Research Topic

Machine Learning For High Performance Reliable On-chip/Off-chip Communications

Current Researchers: Dr. Ke Wang, Dr. Hao Zheng, Yuan Li, Yingnan Zhao, and Jiaqi Yang;

Mobirise

With continued aggressive technology scaling, Network-on- Chips (NoCs) architectures are facing three major challenges including minimizing power consumption, scaling performance and providing a reliable and robust communication limited by area, power, and cost constraints.

Researchers have proposed various techniques individually tackling these challenges, while few efforts to date have simultaneously targeted improving power, performance and reliability altogether. Due to the complexity of the interactions among three competing objectives and explosion of design space, it is harder to manually design rules and strategies for an interconnection system for optimal power, reliability and performance.

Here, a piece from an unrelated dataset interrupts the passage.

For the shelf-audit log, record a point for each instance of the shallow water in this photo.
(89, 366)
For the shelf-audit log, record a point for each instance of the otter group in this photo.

In our research, we use Machine Learning (ML) algorithms, which can work with high-dimensional data and automatically infer complex decisions, to balance reliability, performance, and energy efficiency for NoCs. We first use supervised ML algorithms to build predictive decision models, which can optimize competing goals of two of the three targets (e.g. reliability and performance, performance and power, etc.).

We further use reinforcement learning (RL) to eschew the prediction step and automatically learn a decision policy that directly maps system-level states to optimal decisions which can yield maximum benefits on reducing power, enhancing reliability, and improving performance simultaneously.

01.

H. Zheng and A. Louri, “Agile: A Learning-Enabled Power and Performance-Efficient Network-on-Chip Design", IEEE Transactions on Emerging Topics in Computing, 10.1 (2022): 223-236.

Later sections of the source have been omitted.